そのシンボルとなった聖火台は命がけで製作されたものでした。
日本はオリンピックの東京招致アピールのため、昭和33年のアジア競技大会開催を目指し、大会のための聖火台の製作を、鋳物の名工、鈴木萬之助(すずき・まんのすけ)さんに依頼します。
「名誉な仕事」と引き受け、夜を徹しての作業が始まりますが、真っ赤に溶けた鉄を鋳型に流し込む「湯入れ(ゆいれ)」という難しい作業で事故が発生。

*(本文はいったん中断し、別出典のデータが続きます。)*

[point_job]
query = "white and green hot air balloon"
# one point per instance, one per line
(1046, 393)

萬之助さんは倒れ入院してしまいます。
納期までわずか1ヵ月。
父の志を受け継いだのは息子の文吾(ぶんご)さんでした。
実は、萬之助さんは事故から間もなく亡くなるのですが、文吾さんが不眠不休で作業に没頭する姿に、家族は父の死も葬儀も知らせないという苦渋の決断を下します。
そして遂に、文吾さんは「湯入れ」に成功。
見事、聖火台は完成し6年後のオリンピックでも聖火が灯されたのです。
その後、「現代の名工」に選ばれ活躍する一方、86歳で亡くなるまで、文吾さんは毎年「父の墓参りのよう・・・」と聖火台を磨き続けました。
文吾さんの息子さんら遺族が引き継いだ聖火台磨きに、今では室伏広治さんなどオリンピック選手や子供達が参加。
父と息子の聖火台は多くの人々の心に温かな火を灯し続けています。